I like to think about Data Engineering as a discipline that spans four pillars of activity. Personally, I allocate time to each of these pillars balancing my activities between them.
Data Operations #
It’s all about the ongoing, day-to-day activities that keep data pipelines running smoothly. This includes monitoring, incident management, troubleshooting, standard infrastructure changes, and 2nd/3rd level support. While doing these activities we notice patterns and can use our findings to avoid future problems.
Strategic Foundations #
Activities in this pillar entail designing the strategic frameworks and guidelines that shape how we develop, how data is modeled, stored, replicated, and protected, ensuring a sustainable long-term setup. Defining the strategy for documentation, and observability practices also falls into this pillar.
ETL & ELT #
This is about core Data Engineering activities like building and managing the data pipelines, including extraction, ingestion/load, transformation, and reverse ETL, ensuring data is accurate, accessible, and timely for downstream use. This is all about the efficient development fast, reliable and cost effective ETL/ELT pipelines, ensuring data quality & validation.
Data Platform #
Data Platform activities, are all those activities related to the enabling technology stack that underpin all data engineering and analytics activities — cloud infrastructure, orchestration, and the tools that power them.

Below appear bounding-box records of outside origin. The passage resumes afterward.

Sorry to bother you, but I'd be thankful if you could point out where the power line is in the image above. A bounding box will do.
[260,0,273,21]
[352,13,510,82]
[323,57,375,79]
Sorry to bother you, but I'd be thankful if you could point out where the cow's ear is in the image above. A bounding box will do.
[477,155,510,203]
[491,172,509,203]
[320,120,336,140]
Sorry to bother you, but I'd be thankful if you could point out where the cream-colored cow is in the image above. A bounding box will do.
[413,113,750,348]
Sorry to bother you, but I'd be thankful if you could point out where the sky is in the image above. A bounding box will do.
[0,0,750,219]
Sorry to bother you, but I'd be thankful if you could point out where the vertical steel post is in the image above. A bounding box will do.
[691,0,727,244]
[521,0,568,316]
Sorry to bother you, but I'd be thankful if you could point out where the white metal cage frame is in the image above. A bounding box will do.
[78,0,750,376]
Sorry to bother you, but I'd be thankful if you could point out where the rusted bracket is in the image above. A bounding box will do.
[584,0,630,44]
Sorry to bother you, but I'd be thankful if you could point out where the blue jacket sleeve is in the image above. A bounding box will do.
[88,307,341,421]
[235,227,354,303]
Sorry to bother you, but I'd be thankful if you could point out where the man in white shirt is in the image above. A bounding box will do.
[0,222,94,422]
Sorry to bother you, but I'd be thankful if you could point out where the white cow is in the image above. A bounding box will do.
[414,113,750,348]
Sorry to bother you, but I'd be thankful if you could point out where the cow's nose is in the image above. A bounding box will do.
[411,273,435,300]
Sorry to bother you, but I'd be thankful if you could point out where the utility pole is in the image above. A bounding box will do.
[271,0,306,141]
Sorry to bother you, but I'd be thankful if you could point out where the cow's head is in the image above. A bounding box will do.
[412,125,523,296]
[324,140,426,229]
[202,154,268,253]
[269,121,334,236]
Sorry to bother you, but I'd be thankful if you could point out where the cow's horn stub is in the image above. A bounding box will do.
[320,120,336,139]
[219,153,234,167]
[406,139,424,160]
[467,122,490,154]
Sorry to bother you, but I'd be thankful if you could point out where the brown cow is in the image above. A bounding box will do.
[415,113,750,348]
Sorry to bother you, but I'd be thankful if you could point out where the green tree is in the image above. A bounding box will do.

This pillar is a lot about configuring cloud services & infrastructure, cost management/FinOps, and monitoring the technology stack itself.
(Modern) Data Stack #
The no longer so modern Data Stack offers another really nice perspective on the data engineering landscape, with a focus on tooling. I have created my own version of this well known diagram.
The sub pages you will be structured first by the four pillars and the sub structure is inspired by the Modern Data Stack.
To get a good overview of Data Engineering, I can only recommend the Book Fundamentals of Data Engineering: Plan and Build Robust Data Systems 1st Edition by Joe Reis, and Matt Housley.